Dopo la fine della tregua e la ripresa dei bombardamenti “imprecisi” su Gaza, le sue considerazioni paiono ancora più centrate. Di seguito una sintesi.
Il confronto su quello che Kristof chiama «massacro bilaterale» appare reso incandescente dal prevalere di tre “miti”, nel senso di racconti privi di fondamento.
- Il primo mito è che, nel conflitto in Medio Oriente, ci sia il giusto da una parte e il torto dall’altra. Ma la tragedia del Medio Oriente sta proprio nel fatto che si tratta di uno scontro tra diritto e diritto. Ciò non giustifica i massacri “bilaterali”, ma rende necessario capire che, alla base del conflitto, ci sono aspirazioni legittime che meritano di essere soddisfatte, da entrambe le parti. E perciò «qualunque sia la vostra posizione, ricordate che l’altra include esseri umani disperati che sperano semplicemente che i loro figli possano vivere liberamente e prosperare nella propria nazione».
- Il secondo mito è che i palestinesi possano essere lasciati indefinitamente senza una soluzione del loro problema nazionale. Gli israeliani hanno le loro ragioni nel non sentirsi sicuri, ma dovrebbero comprendere – e noi con loro – che la mancanza di uno stato palestinese non ha reso Israele più sicuro. Una soluzione a due stati non sarebbe perciò una concessione agli arabi, ma il riconoscimento pragmatico dei propri veri interessi.

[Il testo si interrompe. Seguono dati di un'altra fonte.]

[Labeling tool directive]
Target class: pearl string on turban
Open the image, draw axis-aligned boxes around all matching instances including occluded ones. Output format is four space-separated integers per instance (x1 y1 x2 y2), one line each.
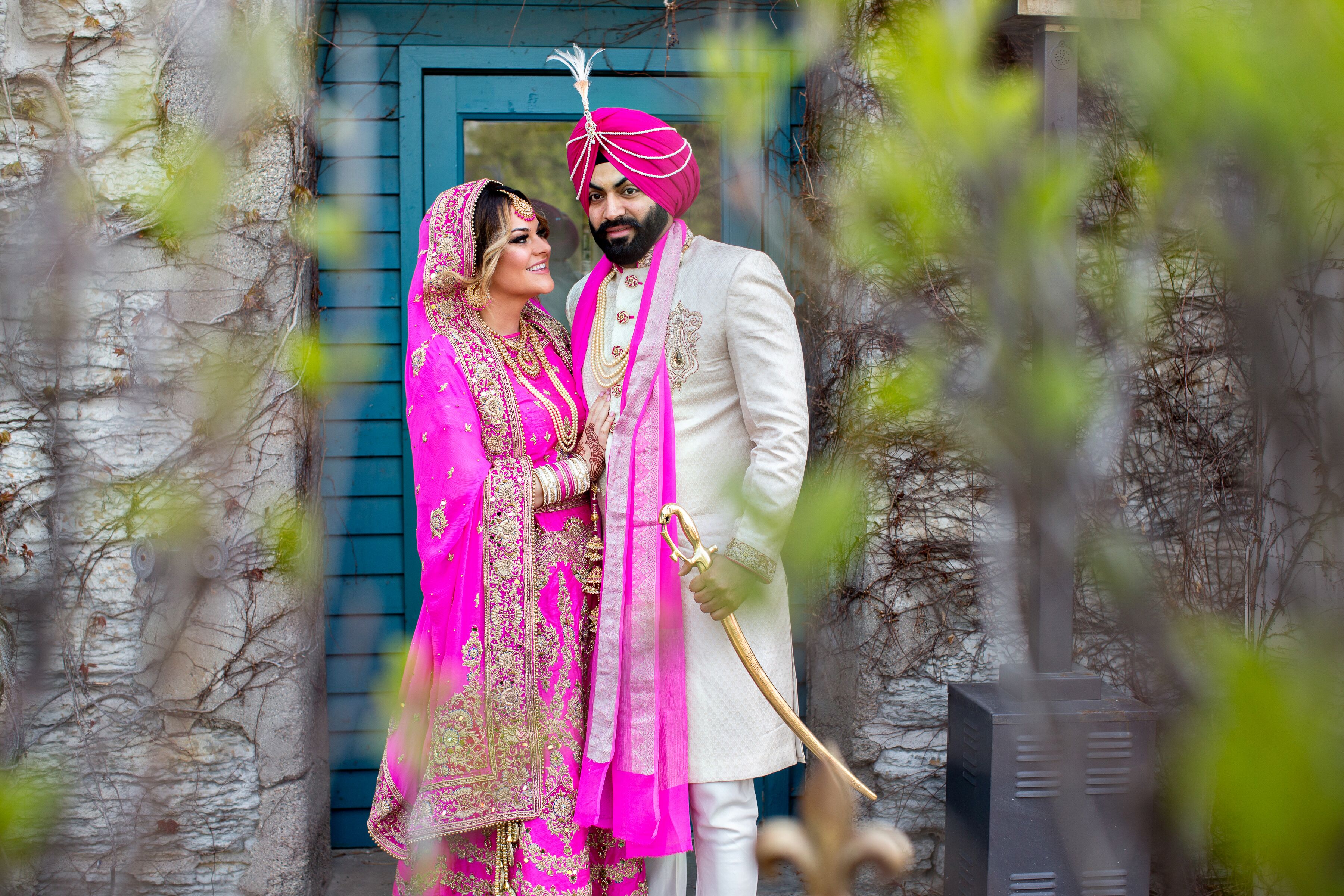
547 44 700 218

- Il terzo mito è quell’idea diffusa in entrambi i lati del conflitto che dice più o meno così: è un peccato dover ricorrere a questo spargimento di sangue, ma le persone dall’altra parte capiscono solo la violenza. È questo ragionamento che finisce per giustificare qualsiasi costo umano, per quanto grande esso sia.
Ma proprio il modo eccessivo con cui si reagisce alle organizzazioni terroristiche può diventare la ragione di una loro possibile vittoria. Così Israele sta progressivamente dissipando la simpatia che inizialmente aveva.
Se c’è una strada verso la pace, questa inizia con il superamento degli stereotipi da parte di tutti noi.
Kristof dice di essere «esasperato dalle persone che sanguinano solo per una parte, o che dicono del prezzo da pagare dall’altra, quelle che si rifugiano nel: “È tragico, ma…”. Nessun “ma”. A meno che non si creda nei diritti “umani” solo per alcuni e non per tutti.
Se piangete solo per i bambini israeliani, o solo per i bambini palestinesi, avete un problema che va oltre i vostri condotti lacrimali. I bambini di entrambe le parti sono stati massacrati in modo sconsiderato e, per risolvere questa crisi, bisogna riconoscere che «la vita di tutti i bambini ha lo stesso valore e le brave persone arrivano da tutte le nazionalità».